Apesar dos pagamentos, durante o governo passado a dívida do Estado (incluindo a parte renegociada com a União e outros débitos) passou de R$ 4 bilhões para R$ 21,5 bilhões. A maior parte do crescimento do débito veio do aumento da taxa de juros promovido pelo BC para ajudar a sustentar o Plano Real. O novo governador, Anthony Garotinho (PDT), diz que recebeu restos a pagar (dívidas que deveriam ter sido pagas no Orçamento de 1998) de R$ 2,5 bilhões, incluindo R$ 500 milhões devidos a empreiteiros.
Idealizado por Marco Aurélio Alencar, filho do governador e sucessivamente secretário de Planejamento e, depois, da Fazenda do Estado, o PED listou 21 empresas para venda de controle acionário, concessão de operação e liquidação, extinção ou fusão. Somadas, as vendas chegaram a quase R$ 2,2 bilhões, mas essa cifra inclui o valor total pela concessão, por 25 anos, no Metrô e da Flumitrens (trens suburbanos). A maior parte do preço das duas empresas será pago ao longo das concessões. Nem todas as privatizações foram concluídas. A da Companhia Estadual de Águas e Esgotos (Cedae), por exemplo, teve a venda suspensa no fim do ano passado, por decisão da Assembléia Legislativa.

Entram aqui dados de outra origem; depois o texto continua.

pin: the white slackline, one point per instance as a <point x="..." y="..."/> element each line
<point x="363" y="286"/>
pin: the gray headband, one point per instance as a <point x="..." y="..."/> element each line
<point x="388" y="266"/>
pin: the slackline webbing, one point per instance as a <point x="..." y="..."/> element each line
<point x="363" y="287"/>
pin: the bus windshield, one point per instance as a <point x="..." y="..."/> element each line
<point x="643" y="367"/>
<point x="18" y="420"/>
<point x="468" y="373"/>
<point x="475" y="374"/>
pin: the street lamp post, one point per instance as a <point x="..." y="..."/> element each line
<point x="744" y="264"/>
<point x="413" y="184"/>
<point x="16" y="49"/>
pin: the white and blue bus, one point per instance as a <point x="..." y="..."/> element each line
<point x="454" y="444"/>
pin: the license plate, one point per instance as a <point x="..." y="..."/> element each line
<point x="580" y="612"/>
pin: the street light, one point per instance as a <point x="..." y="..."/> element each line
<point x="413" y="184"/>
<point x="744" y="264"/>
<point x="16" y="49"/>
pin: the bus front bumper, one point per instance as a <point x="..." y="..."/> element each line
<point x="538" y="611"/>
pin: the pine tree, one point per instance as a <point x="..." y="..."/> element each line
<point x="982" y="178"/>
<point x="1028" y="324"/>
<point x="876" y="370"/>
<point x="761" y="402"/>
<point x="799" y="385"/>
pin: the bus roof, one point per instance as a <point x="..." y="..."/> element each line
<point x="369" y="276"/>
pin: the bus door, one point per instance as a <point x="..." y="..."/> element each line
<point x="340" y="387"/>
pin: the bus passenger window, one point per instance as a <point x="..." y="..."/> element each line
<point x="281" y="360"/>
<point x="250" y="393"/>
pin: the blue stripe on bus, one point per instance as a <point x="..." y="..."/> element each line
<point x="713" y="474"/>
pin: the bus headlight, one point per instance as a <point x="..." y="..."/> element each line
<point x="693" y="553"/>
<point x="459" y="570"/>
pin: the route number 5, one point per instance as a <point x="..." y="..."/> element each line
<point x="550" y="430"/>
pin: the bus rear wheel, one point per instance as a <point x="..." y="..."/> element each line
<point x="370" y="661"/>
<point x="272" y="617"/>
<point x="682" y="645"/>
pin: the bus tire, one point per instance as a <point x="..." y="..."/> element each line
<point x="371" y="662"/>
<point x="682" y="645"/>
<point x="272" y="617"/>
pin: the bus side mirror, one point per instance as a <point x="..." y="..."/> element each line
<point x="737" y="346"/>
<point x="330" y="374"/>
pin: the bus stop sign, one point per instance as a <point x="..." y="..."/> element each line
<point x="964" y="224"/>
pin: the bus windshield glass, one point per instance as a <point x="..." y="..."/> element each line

O governo fluminense usou R$ 309 milhões dos R$ 640 milhões que recebeu pela venda da Companhia de Eletricidade do Rio de Janeiro (Cerj) para ressarcir o BNDES pelo adiantamento do dinheiro necessário para reiniciar as obras do Metrô do Rio, com a expansão da Linha 1 até Copacabana e da Linha 2 até a Pavuna.